Rumsfeld Says U.S. Will Find Iraqi WMD Materials
By Sgt. 1st Class Doug Sample, USA
American Forces Press Service
WASHINGTON, Apr. 13, 2003 Saddam Hussein's scientific adviser surrendered to U.S. forces Saturday, proclaiming that Iraq has no weapons of mass destruction.
"Do you believe it?" NBC's "Meet the Press" host Tim Russert asked Defense Secretary Donald Rumsfeld on today's edition.
"No, goodness no," the secretary responded.
Rumsfeld said he is convinced the Iraqi regime has squirreled its weapons of mass destruction around the country. He said the United States has evidence of Iraq's chemical and biological activities as well as the restart of its nuclear program.
"Iraqis have learned to live in an inspection environment -- they hid things, they've done it well, they have things underground and well dispersed," Rumsfeld observed.
He said the coalition will need help from Iraqis if it is to find all of Iraq's hidden secrets. "We won't find anything until we find people who tell us where the things are," he said.
Rumsfeld noted that finding Iraqi scientists with knowledge of Saddam's weapons program is important to the coalition.
But, he said, the coalition is first concentrating on winning the war. He noted that finding these weapons is "clearly on our priority list of things to be done, but it's not something you spend much time doing when you're in a war and you're trying to stop the violence and stop the killing."

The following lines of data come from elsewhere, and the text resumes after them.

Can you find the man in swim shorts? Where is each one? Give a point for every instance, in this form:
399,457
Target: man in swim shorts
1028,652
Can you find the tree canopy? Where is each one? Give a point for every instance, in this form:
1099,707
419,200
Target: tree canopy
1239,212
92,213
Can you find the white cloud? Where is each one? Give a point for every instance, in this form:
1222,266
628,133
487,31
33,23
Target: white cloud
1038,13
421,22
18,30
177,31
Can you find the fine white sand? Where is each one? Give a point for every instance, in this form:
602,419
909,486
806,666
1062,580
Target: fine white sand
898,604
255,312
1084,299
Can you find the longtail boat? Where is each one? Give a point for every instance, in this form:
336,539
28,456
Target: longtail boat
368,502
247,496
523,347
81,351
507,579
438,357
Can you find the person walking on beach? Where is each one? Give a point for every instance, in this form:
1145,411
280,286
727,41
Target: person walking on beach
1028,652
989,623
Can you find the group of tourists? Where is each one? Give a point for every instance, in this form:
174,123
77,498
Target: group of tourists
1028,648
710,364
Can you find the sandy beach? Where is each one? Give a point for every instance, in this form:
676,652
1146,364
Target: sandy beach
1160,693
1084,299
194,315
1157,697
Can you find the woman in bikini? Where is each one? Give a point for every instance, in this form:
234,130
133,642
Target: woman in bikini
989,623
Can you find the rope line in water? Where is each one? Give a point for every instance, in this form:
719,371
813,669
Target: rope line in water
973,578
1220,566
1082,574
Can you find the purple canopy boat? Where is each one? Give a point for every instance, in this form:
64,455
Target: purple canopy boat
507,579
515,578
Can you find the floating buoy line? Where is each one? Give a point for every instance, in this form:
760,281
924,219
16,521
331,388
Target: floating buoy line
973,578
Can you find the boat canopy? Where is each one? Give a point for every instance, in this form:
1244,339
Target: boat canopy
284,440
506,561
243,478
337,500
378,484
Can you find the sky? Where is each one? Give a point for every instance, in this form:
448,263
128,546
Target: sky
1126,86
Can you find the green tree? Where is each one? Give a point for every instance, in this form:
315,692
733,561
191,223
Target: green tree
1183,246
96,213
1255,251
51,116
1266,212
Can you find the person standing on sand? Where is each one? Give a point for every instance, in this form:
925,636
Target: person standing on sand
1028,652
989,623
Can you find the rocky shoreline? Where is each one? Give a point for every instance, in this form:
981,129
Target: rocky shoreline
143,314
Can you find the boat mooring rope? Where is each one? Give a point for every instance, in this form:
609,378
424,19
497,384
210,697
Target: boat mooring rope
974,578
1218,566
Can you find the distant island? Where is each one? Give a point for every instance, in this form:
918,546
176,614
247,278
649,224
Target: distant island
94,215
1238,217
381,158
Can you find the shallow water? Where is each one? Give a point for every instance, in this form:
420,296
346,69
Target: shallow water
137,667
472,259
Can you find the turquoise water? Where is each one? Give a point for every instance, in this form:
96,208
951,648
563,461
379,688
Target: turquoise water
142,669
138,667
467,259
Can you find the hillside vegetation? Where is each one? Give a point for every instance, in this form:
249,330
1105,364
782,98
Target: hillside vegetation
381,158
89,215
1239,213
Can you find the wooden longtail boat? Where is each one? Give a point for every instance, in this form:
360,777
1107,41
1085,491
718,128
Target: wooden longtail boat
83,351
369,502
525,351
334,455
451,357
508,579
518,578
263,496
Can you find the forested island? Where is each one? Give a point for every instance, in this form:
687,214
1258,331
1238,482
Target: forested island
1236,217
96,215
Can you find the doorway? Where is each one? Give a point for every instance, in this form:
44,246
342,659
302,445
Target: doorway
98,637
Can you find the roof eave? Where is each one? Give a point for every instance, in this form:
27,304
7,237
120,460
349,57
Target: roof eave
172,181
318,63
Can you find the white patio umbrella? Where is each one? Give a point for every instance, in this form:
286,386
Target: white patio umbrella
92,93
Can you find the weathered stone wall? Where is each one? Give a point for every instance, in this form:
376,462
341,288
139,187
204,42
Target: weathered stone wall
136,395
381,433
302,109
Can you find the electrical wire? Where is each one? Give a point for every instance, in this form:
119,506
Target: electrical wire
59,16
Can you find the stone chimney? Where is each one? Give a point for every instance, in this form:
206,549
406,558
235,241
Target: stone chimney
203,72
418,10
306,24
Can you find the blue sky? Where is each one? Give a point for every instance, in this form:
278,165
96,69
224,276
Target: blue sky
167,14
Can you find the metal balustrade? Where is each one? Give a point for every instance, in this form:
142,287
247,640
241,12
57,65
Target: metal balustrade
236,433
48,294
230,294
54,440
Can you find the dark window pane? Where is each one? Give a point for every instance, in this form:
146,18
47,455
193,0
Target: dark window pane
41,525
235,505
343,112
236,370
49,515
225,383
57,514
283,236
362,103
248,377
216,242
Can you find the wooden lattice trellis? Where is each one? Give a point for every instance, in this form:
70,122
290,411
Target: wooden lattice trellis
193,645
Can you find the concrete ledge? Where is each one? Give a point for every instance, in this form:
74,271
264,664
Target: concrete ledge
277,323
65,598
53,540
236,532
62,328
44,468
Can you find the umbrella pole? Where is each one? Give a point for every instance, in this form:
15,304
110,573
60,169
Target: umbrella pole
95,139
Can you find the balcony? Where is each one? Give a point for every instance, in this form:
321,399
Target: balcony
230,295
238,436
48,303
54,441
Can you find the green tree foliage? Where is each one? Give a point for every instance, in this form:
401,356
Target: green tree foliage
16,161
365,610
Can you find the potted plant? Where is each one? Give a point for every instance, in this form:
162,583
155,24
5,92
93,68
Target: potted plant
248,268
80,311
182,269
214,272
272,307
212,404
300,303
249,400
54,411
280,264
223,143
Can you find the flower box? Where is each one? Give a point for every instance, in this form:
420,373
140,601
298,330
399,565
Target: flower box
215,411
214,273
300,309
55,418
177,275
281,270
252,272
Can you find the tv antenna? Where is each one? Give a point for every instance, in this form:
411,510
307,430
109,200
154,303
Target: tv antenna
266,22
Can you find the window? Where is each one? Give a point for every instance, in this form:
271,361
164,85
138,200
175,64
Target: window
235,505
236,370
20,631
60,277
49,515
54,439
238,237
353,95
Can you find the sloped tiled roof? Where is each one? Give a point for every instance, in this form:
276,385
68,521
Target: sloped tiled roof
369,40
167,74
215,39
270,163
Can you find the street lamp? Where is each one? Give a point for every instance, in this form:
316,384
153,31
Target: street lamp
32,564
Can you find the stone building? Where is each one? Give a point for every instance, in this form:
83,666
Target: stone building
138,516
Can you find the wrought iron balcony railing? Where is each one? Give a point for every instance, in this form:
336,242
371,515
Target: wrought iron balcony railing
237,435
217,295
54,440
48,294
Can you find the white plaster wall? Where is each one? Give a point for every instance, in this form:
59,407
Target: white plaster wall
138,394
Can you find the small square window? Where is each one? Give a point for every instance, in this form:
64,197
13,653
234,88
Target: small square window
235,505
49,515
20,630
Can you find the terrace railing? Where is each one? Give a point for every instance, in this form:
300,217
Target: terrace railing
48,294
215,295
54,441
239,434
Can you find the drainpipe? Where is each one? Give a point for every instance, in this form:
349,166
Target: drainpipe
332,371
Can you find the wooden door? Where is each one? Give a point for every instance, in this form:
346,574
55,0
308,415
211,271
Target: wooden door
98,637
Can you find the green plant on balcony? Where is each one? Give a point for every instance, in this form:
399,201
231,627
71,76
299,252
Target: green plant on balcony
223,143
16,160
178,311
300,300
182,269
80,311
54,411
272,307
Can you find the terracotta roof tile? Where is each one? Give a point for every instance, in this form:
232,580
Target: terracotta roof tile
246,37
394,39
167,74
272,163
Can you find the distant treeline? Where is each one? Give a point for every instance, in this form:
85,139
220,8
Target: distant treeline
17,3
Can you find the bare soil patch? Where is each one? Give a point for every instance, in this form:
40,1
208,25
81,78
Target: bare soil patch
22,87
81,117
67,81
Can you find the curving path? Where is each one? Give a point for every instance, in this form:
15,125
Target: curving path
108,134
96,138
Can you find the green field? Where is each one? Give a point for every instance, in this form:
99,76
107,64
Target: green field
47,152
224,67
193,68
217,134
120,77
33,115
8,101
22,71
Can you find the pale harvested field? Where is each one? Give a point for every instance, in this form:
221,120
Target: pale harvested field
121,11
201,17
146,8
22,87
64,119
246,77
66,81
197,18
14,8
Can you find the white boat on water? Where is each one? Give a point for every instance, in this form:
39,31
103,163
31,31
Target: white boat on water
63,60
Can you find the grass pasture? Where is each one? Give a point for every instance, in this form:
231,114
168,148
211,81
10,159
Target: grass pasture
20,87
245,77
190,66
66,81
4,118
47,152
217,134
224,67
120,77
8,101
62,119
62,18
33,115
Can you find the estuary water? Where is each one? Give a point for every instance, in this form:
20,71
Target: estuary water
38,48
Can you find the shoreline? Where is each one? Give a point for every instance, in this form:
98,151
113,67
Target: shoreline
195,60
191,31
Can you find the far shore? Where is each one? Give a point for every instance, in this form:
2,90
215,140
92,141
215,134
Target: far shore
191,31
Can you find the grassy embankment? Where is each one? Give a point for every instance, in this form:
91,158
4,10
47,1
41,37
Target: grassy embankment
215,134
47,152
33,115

On reports of looting in Baghdad and other cities, the secretary said as coalition forces make their presence known in Iraq, the local people will come forward and start "assisting, cooperating and restoring order."
"It is the presence of coalition forces that give people enough confidence that there is going to be order to allow the local people to come and say, 'Let's get our arms around this and get it going,'" he said.

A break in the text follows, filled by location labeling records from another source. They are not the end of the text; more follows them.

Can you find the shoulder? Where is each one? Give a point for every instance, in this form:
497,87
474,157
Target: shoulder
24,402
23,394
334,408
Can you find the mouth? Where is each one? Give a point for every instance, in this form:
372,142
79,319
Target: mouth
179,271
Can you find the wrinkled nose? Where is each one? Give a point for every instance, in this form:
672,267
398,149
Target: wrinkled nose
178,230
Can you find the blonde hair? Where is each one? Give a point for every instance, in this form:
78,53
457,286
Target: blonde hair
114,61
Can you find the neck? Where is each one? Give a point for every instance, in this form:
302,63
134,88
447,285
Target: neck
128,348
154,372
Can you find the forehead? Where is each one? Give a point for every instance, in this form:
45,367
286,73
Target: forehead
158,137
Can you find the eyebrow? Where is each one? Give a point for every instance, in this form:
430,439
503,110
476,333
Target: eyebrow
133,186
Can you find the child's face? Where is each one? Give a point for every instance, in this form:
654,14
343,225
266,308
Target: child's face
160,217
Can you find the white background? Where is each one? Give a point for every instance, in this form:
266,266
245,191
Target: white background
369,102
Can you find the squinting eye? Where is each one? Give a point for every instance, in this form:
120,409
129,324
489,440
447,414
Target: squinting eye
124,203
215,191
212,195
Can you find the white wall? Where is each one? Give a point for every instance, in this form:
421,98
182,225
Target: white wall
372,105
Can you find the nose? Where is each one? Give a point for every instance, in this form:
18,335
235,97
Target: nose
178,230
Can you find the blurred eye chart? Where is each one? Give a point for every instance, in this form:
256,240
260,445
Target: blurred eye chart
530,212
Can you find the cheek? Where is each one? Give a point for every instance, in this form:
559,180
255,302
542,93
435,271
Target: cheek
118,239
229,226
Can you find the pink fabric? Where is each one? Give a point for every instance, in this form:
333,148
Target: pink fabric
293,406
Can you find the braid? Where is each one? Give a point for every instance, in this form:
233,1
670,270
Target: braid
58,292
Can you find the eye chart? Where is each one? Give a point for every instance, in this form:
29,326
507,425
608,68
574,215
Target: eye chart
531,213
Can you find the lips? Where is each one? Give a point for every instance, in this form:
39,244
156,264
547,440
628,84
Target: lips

"Every hour that goes by, it's getting better, and more peaceful and more orderly in that country."
Rumsfeld responded to accusations that coalition forces allowed the looting in the Baghdad Museum of Antiquities, where thousands of historic pieces dating back to early civilization are reported missing or damaged.
"We didn't allow it -- it happened," Rumsfeld said. "And that's what happens when you go from a dictatorship with repressed order to something that is going to be different. There is a transition period, and no one is in control.

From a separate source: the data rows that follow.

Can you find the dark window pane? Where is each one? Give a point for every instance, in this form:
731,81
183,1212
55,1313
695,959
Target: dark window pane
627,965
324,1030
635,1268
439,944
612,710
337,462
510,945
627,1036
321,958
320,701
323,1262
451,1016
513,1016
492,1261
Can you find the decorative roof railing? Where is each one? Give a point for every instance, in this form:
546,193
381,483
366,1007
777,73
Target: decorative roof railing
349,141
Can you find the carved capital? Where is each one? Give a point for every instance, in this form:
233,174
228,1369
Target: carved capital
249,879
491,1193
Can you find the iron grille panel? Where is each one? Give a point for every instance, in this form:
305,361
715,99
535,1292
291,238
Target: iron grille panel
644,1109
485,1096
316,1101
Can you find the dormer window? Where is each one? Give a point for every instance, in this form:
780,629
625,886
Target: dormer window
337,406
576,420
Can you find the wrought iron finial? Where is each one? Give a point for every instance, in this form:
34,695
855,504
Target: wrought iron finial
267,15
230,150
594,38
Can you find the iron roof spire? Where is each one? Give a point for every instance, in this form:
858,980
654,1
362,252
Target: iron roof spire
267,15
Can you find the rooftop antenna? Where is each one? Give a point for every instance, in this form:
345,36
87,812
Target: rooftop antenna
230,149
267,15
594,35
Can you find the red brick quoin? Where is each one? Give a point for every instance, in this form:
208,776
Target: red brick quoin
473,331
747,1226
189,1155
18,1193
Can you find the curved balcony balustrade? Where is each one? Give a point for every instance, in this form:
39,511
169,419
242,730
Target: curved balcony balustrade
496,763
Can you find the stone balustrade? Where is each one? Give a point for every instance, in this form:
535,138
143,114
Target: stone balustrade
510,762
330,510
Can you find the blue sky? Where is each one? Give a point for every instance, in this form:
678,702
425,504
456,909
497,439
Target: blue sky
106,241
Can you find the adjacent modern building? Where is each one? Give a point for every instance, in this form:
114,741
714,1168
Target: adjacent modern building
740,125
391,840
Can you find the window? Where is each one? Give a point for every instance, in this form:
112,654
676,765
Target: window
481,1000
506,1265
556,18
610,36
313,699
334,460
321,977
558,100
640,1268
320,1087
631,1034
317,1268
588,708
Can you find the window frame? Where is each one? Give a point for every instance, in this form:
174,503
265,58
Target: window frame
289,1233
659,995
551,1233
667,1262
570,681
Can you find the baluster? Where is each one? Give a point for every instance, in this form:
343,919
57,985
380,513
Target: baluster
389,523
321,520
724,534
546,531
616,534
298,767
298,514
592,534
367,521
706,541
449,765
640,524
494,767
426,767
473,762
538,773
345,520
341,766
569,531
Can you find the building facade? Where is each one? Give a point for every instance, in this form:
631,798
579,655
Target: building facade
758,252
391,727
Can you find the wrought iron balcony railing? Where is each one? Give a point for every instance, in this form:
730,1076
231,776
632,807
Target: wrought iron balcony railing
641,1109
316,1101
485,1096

"Disorder happens whenever there is a transition ... We've seen it in our own country, and it always breaks your heart. It isn't something that someone allows or doesn't allow. We know there are people who do bad things," he said.
Rumsfeld said he has no idea if Saddam Hussein is alive or dead. "There are people around who say he's dead, there are people around who say he's injured, and there are people who say they don't know. I'm one of the latter," he said. "I don't have enough tested sources to say he's dead."
Rumsfeld said the former Iraq leader would eventually turn up somewhere. "He's either dead or he's going to be caught. We'll find him, the world will find him," he pointed out. "He's not a person that has a lot of friends in the Arab world or anywhere else."
The secretary began his day with good news that seven soldiers listed by the Pentagon as prisoners of war were recovered today near Tikrit.
"Basically they're in good shape, we're delighted and, of course, we're still anxious and concerned about those that are still missing," Rumsfeld said.